I’ve successfully converted the StyleGAN2 model from https://github.com/NVlabs/stylegan2-ada-pytorch to Torchscript by using the reference bias_act
and upfirdn2d
. However, I’ve found that when running the model in Python I get about 2x better performance than in C++. Here is my benchmarking code for both of them:
C++:
#include <torch/torch.h>
#include <torch/script.h>
#include <iostream>
int main() {
torch::NoGradGuard guard;
torch::jit::script::Module model;
torch::TensorOptions opts(torch::kCUDA);
try {
// Deserialize the ScriptModule from a file using torch::jit::load().

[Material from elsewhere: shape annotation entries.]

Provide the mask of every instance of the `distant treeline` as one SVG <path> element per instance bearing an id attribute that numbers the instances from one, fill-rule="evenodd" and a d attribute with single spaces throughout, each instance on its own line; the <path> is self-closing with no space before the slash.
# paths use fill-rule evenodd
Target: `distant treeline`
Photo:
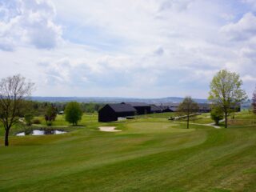
<path id="1" fill-rule="evenodd" d="M 26 101 L 26 113 L 34 114 L 35 116 L 44 115 L 49 106 L 53 106 L 58 112 L 64 111 L 65 107 L 68 102 L 36 102 Z M 90 102 L 80 103 L 81 108 L 84 113 L 94 113 L 105 105 L 104 103 Z"/>

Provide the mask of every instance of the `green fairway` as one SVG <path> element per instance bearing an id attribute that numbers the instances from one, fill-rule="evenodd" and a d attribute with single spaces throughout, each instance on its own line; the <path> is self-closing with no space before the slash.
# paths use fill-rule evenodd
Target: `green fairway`
<path id="1" fill-rule="evenodd" d="M 85 114 L 70 126 L 59 115 L 54 126 L 69 133 L 17 137 L 17 126 L 9 147 L 2 128 L 0 191 L 256 191 L 256 124 L 248 111 L 227 129 L 186 129 L 159 116 L 98 123 Z M 194 121 L 212 122 L 209 114 Z"/>

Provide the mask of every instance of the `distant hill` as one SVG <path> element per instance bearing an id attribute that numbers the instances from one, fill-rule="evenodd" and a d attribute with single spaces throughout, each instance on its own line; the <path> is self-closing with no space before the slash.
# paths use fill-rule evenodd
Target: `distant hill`
<path id="1" fill-rule="evenodd" d="M 101 102 L 101 103 L 115 103 L 122 102 L 140 102 L 150 104 L 161 104 L 166 102 L 180 102 L 183 98 L 169 97 L 162 98 L 114 98 L 114 97 L 31 97 L 33 101 L 63 102 L 76 101 L 78 102 Z M 199 103 L 208 102 L 207 99 L 194 98 L 195 102 Z"/>

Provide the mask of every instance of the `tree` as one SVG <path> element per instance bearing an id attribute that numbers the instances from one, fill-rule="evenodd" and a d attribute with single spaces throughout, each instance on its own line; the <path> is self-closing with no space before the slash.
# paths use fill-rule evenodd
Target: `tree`
<path id="1" fill-rule="evenodd" d="M 5 129 L 5 146 L 9 146 L 10 128 L 18 123 L 25 107 L 24 99 L 31 94 L 34 83 L 20 74 L 2 78 L 0 82 L 0 121 Z"/>
<path id="2" fill-rule="evenodd" d="M 45 119 L 46 121 L 47 126 L 52 125 L 52 122 L 55 121 L 56 116 L 57 109 L 53 105 L 49 106 L 45 114 Z"/>
<path id="3" fill-rule="evenodd" d="M 198 112 L 199 110 L 198 103 L 196 103 L 191 97 L 186 97 L 182 102 L 179 104 L 178 111 L 186 115 L 186 128 L 190 126 L 190 115 Z"/>
<path id="4" fill-rule="evenodd" d="M 253 113 L 256 114 L 256 89 L 253 94 L 251 106 L 252 106 Z"/>
<path id="5" fill-rule="evenodd" d="M 82 110 L 78 102 L 70 102 L 65 108 L 65 119 L 73 125 L 78 125 L 78 122 L 81 120 Z"/>
<path id="6" fill-rule="evenodd" d="M 218 126 L 220 120 L 223 119 L 223 110 L 221 107 L 214 106 L 210 111 L 210 118 L 215 122 L 215 125 Z"/>
<path id="7" fill-rule="evenodd" d="M 240 80 L 239 74 L 226 70 L 218 72 L 210 82 L 208 99 L 222 109 L 226 128 L 227 127 L 227 116 L 231 107 L 240 105 L 246 99 L 246 94 L 242 90 L 242 81 Z"/>
<path id="8" fill-rule="evenodd" d="M 24 115 L 25 122 L 27 126 L 32 125 L 32 120 L 34 118 L 33 114 L 26 114 Z"/>

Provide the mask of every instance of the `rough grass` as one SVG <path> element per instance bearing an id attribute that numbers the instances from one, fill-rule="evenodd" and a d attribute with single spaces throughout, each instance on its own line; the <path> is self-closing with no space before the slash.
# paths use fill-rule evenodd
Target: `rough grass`
<path id="1" fill-rule="evenodd" d="M 58 118 L 54 125 L 66 125 Z M 0 191 L 256 190 L 254 124 L 187 130 L 164 118 L 98 123 L 86 115 L 79 124 L 61 135 L 11 136 L 0 146 Z M 122 131 L 90 130 L 102 125 Z"/>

model = torch::jit::load("stylegan.pt");
model.eval();
model.to(at::kCUDA);
std::vector<torch::jit::IValue> inputs;
inputs.emplace_back(torch::rand({1, 512}, opts));
double out = 0;
for (int i = 0; i < 20; ++i) {
out += model.forward(inputs).toTensor().mean().item<double>();
}
auto start = clock();
for (int i = 0; i < 200; ++i) {
out += model.forward(inputs).toTensor().mean().item<double>();
}
std::cout << float( clock () - start ) / CLOCKS_PER_SEC << "\n";
std::cout << out << "\n";
}
catch (const c10::Error& e) {
std::cerr << e.what();
return -1;
}
}
Python:
import time
import torch
DEVICE = torch.device("cuda")
def main():
model = torch.jit.load("stylegan.pt")
model.eval()
model.to(DEVICE)
inputs = [torch.rand((1,512), device=DEVICE)]
out = 0
for i in range(20):
out += model.forward(*inputs).mean().item()
start = time.time()
for i in range(200):
out += model.forward(*inputs).mean().item()

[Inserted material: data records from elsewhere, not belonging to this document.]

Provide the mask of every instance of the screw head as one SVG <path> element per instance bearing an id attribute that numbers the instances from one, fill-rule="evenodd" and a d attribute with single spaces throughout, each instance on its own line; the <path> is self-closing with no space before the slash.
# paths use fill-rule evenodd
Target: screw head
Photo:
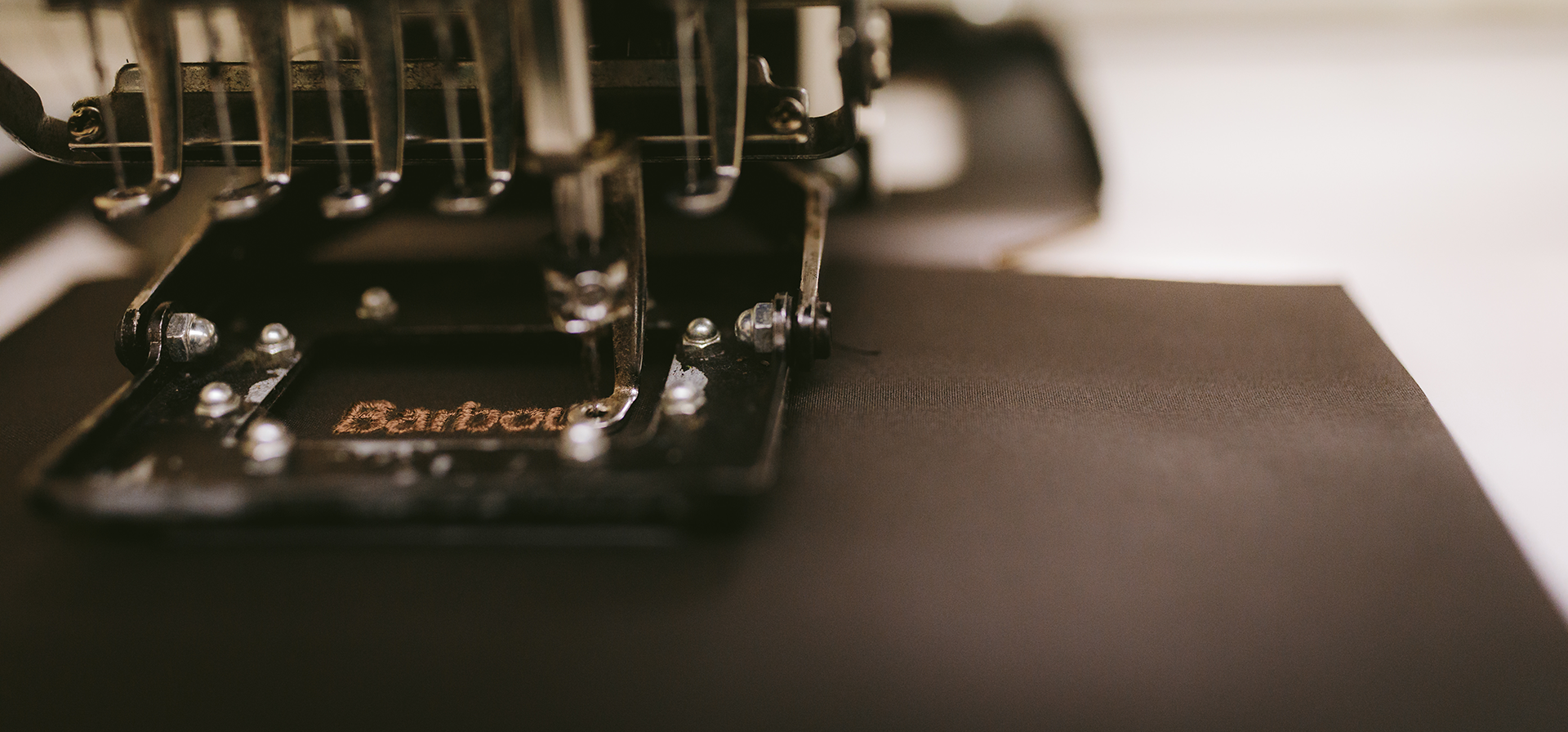
<path id="1" fill-rule="evenodd" d="M 218 346 L 218 326 L 190 312 L 169 315 L 163 328 L 163 353 L 174 361 L 191 361 Z"/>
<path id="2" fill-rule="evenodd" d="M 293 450 L 293 434 L 289 433 L 289 428 L 282 422 L 273 419 L 256 420 L 245 431 L 241 450 L 245 450 L 246 458 L 257 462 L 282 458 Z"/>
<path id="3" fill-rule="evenodd" d="M 223 417 L 235 411 L 240 406 L 240 395 L 234 393 L 234 387 L 223 381 L 213 381 L 201 387 L 201 395 L 196 403 L 196 414 L 202 417 Z"/>
<path id="4" fill-rule="evenodd" d="M 561 433 L 560 455 L 572 462 L 591 462 L 610 451 L 610 437 L 593 422 L 579 422 Z"/>
<path id="5" fill-rule="evenodd" d="M 670 415 L 696 414 L 706 403 L 707 395 L 704 390 L 691 384 L 673 384 L 665 390 L 663 398 L 660 398 L 660 408 Z"/>
<path id="6" fill-rule="evenodd" d="M 696 348 L 718 343 L 718 326 L 712 320 L 696 318 L 687 323 L 687 332 L 681 337 L 681 342 Z"/>
<path id="7" fill-rule="evenodd" d="M 757 303 L 735 318 L 735 339 L 751 345 L 757 353 L 778 350 L 773 331 L 773 303 Z"/>
<path id="8" fill-rule="evenodd" d="M 386 287 L 372 287 L 359 295 L 359 320 L 387 321 L 397 317 L 397 301 Z"/>
<path id="9" fill-rule="evenodd" d="M 293 351 L 293 334 L 282 323 L 268 323 L 256 339 L 256 350 L 263 353 Z"/>

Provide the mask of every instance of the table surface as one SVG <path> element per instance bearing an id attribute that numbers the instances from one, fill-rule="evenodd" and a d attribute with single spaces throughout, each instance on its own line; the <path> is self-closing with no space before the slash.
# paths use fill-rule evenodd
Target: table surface
<path id="1" fill-rule="evenodd" d="M 1568 724 L 1568 629 L 1341 288 L 823 287 L 856 350 L 731 539 L 158 545 L 0 502 L 0 727 Z M 133 288 L 0 342 L 0 475 L 124 381 L 88 324 Z"/>

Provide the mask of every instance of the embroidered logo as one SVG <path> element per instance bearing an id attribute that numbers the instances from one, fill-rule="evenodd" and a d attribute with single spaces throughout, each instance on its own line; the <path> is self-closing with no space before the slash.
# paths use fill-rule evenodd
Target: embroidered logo
<path id="1" fill-rule="evenodd" d="M 566 409 L 500 411 L 464 401 L 456 409 L 398 409 L 387 400 L 361 401 L 343 412 L 332 434 L 485 434 L 485 433 L 555 433 L 566 429 Z"/>

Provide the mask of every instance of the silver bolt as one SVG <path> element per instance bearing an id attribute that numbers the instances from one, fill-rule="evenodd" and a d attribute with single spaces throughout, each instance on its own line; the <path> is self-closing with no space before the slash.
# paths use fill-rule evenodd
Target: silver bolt
<path id="1" fill-rule="evenodd" d="M 779 99 L 778 107 L 768 113 L 768 124 L 773 132 L 790 133 L 806 125 L 806 105 L 795 97 Z"/>
<path id="2" fill-rule="evenodd" d="M 610 437 L 593 422 L 579 422 L 561 433 L 560 455 L 572 462 L 591 462 L 610 450 Z"/>
<path id="3" fill-rule="evenodd" d="M 218 326 L 191 312 L 169 315 L 163 326 L 163 354 L 185 362 L 218 346 Z"/>
<path id="4" fill-rule="evenodd" d="M 665 414 L 696 414 L 707 403 L 707 395 L 702 389 L 691 384 L 674 384 L 665 390 L 663 398 L 660 398 L 659 406 Z"/>
<path id="5" fill-rule="evenodd" d="M 262 328 L 262 335 L 256 339 L 256 350 L 262 353 L 293 351 L 293 334 L 282 323 L 268 323 Z"/>
<path id="6" fill-rule="evenodd" d="M 359 296 L 359 320 L 387 321 L 397 317 L 397 301 L 386 287 L 372 287 Z"/>
<path id="7" fill-rule="evenodd" d="M 695 348 L 707 348 L 718 343 L 718 326 L 712 320 L 696 318 L 687 323 L 687 332 L 681 337 L 681 342 Z"/>
<path id="8" fill-rule="evenodd" d="M 196 414 L 202 417 L 223 417 L 240 406 L 240 395 L 223 381 L 213 381 L 201 387 L 201 400 L 196 403 Z"/>
<path id="9" fill-rule="evenodd" d="M 289 433 L 289 428 L 282 422 L 256 420 L 245 431 L 245 442 L 240 448 L 245 450 L 246 458 L 257 462 L 278 459 L 293 450 L 293 434 Z"/>
<path id="10" fill-rule="evenodd" d="M 735 339 L 756 348 L 757 353 L 773 353 L 778 348 L 778 335 L 773 331 L 773 303 L 757 303 L 735 318 Z"/>

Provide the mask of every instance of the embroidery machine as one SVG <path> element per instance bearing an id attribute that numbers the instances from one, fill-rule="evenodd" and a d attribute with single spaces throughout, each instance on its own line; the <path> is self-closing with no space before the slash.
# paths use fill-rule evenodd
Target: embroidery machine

print(time.time() - start)
print(out)
if __name__ == '__main__':
main()
I think that these benchmarks should be equivalent, but my Python version takes only 22 seconds, while my C++ version takes 45 seconds. I’m running this on Windows; here’s my CMake output:
-- The C compiler identification is MSVC 19.29.30140.0
-- The CXX compiler identification is MSVC 19.29.30140.0
-- Detecting C compiler ABI info
-- Detecting C compiler ABI info - done
-- Check for working C compiler: C:/Program Files (x86)/Microsoft Visual Studio/2019/BuildTools/VC/Tools/MSVC/14.29.30133/bin/Hostx64/x64/cl.exe - skipped
-- Detecting C compile features
-- Detecting C compile features - done
-- Detecting CXX compiler ABI info
-- Detecting CXX compiler ABI info - done
-- Check for working CXX compiler: C:/Program Files (x86)/Microsoft Visual Studio/2019/BuildTools/VC/Tools/MSVC/14.29.30133/bin/Hostx64/x64/cl.exe - skipped
-- Detecting CXX compile features
-- Detecting CXX compile features - done
variable name is C:/Program Files/NVIDIA GPU Computing Toolkit/CUDA/v11.5/lib
-- Looking for pthread.h
-- Looking for pthread.h - not found
-- Found Threads: TRUE
-- Found CUDA: C:/Program Files/NVIDIA GPU Computing Toolkit/CUDA/v11.5 (found version "11.5")
-- Caffe2: CUDA detected: 11.5
-- Caffe2: CUDA nvcc is: C:/Program Files/NVIDIA GPU Computing Toolkit/CUDA/v11.5/bin/nvcc.exe
-- Caffe2: CUDA toolkit directory: C:/Program Files/NVIDIA GPU Computing Toolkit/CUDA/v11.5
-- Caffe2: Header version is: 11.5
-- Found CUDNN: C:/Program Files/NVIDIA GPU Computing Toolkit/CUDA/v11.5/lib
-- Found cuDNN: v8.3.1 (include: C:/Program Files/NVIDIA GPU Computing Toolkit/CUDA/v11.5/include, library: C:/Program Files/NVIDIA GPU Computing Toolkit/CUDA/v11.5/lib)
-- C:/Program Files/NVIDIA GPU Computing Toolkit/CUDA/v11.5/lib/x64/nvrtc.lib shorthash is dd482e34
-- Autodetected CUDA architecture(s): 6.1
-- Added CUDA NVCC flags for: -gencode;arch=compute_61,code=sm_61
-- Found Torch: C:/libtorch/lib/torch.lib
-- Configuring done
WARNING: Target "torchscriptspeedtest" requests linking to directory "C:/Program Files/NVIDIA GPU Computing Toolkit/CUDA/v11.5/lib". Targets may link only to libraries. CMake is dropping the item.
-- Generating done
Is there any reason why I should expect the C++ one to be less performant? It looks like both of them are able to use all of the features available to them.